We raised our 24/25 net profit forecast by 60%/3% to 24.6 billion/16.1 billion yuan, adding a 26-year forecast of 23.3 billion yuan. Based on 1.0x/0.8x 24E PB, the A/H target price was raised 6%/24% to HK$13.6/11.5 (the average PB value of the company's three-year history was reduced by 0.5 standard deviations, and the valuation was mainly due to increased supply growth in the medium to long term in the industry) to maintain “buying”.

Annual traffic volume declined year-on-year, and 4Q US line traffic improved

Global inflation was high in 2023, export demand was weak, and demand for container transportation continued to decline. For the full year of '23, the company's container traffic fell 3.5% year on year, with the US line/European cargo volume falling 5.5%/4.0% year on year. The volume of goods stopped falling and rebounded in 4Q23. The company's traffic volume increased 3.8%/0.6% year over month, with the US line growing 12.5%/0.7% year over month; European line was still weak, and traffic volume fell 2.1%/6.1% year over month. Looking ahead to 2024, we believe that the marginal improvement in global macro-demand is expected to drive cargo volume on European and American routes. We expect the company's transportation volume to grow 5% year over year in '24.

Supply chain disruptions were mitigated and demand was weak, and the company's average revenue per box fell back to 930 US dollars in 23, down 58.3% year on year; among them, American/European line single box revenue fell 64.5%/66.3% year on year to 1,346/1,072 US dollars. In 2023, overseas inflation was high, the manufacturing industry inventory removal cycle continued, compounded by an increase in shipping capacity and a continuous decline in freight rates, which dragged down the company's profits.

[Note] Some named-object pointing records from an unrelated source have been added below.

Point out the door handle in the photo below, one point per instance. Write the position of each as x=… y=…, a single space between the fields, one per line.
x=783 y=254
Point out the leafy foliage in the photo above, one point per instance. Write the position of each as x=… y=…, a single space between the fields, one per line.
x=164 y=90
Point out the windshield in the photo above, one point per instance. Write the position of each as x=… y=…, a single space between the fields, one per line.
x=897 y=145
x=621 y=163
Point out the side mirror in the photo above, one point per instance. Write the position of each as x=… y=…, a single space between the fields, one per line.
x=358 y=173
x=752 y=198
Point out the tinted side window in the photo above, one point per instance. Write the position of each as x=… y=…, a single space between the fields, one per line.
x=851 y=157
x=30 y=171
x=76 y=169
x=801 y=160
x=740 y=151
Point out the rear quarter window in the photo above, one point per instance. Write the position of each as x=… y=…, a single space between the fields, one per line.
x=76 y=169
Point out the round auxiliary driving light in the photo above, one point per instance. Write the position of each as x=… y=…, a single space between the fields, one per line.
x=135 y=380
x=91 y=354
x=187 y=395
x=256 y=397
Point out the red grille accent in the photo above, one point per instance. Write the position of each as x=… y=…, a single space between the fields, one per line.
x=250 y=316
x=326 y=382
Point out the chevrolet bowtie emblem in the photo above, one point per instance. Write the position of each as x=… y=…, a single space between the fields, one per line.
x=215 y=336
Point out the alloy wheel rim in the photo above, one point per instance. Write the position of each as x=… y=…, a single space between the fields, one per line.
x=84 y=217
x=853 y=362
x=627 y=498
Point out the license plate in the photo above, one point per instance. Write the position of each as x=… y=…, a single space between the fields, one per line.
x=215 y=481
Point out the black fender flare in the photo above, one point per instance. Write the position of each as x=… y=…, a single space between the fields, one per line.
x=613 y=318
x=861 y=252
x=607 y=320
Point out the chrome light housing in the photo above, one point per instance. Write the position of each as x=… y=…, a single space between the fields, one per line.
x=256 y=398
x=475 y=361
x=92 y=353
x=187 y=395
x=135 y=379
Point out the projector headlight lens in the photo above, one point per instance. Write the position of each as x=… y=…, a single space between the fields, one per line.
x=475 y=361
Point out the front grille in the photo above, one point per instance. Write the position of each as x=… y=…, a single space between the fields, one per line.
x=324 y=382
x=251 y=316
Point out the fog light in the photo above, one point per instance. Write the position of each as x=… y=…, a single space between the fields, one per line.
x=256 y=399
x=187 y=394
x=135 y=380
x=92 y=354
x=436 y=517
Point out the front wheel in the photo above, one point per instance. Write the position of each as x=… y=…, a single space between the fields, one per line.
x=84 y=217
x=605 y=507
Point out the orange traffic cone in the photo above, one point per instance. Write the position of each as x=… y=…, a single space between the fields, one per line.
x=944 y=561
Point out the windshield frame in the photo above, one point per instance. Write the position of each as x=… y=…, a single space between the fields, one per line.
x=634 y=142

According to data from the Shanghai Shipping Exchange, the average value of Shanghai Export Container Freight Index (SCFI) /China Export Container Freight Rate (CCFI) fell 70.5%/66.4% year on year in 2023.

Improved overseas demand was compounded by disturbances caused by the Red Sea incident. The year-to-date freight rate performance was strong. Since the beginning of '24, the impact of the improvement in overseas export demand compounded by the Red Sea incident has continued, and freight rates have remained high. From January 1 to March 27, the Shanghai Export Container Freight Index (SCFI) increased by 109.2% year on year, mainly due to ship detours caused by the Red Sea conflict, which greatly boosted freight prices. We believe that the impact or continuation of the Red Sea incident is expected to improve the shipping supply and demand structure, and the company's shipping business is expected to achieve year-on-year growth in 24. In the medium to long term, the shipping industry is still facing a large number of new ship deliveries. According to Alphaliner's forecast, the global shipping market supply will grow 9.7%/5.2% in 24/25 (demand growth rate 2.9%/2.5%).

Risk warning: 1) global economic recession; 2) geopolitical risk; 3) freight rates are lower than expected; 4) effective supply is higher than expected; 5) the competitive pattern worsens.

The translation is provided by third-party software.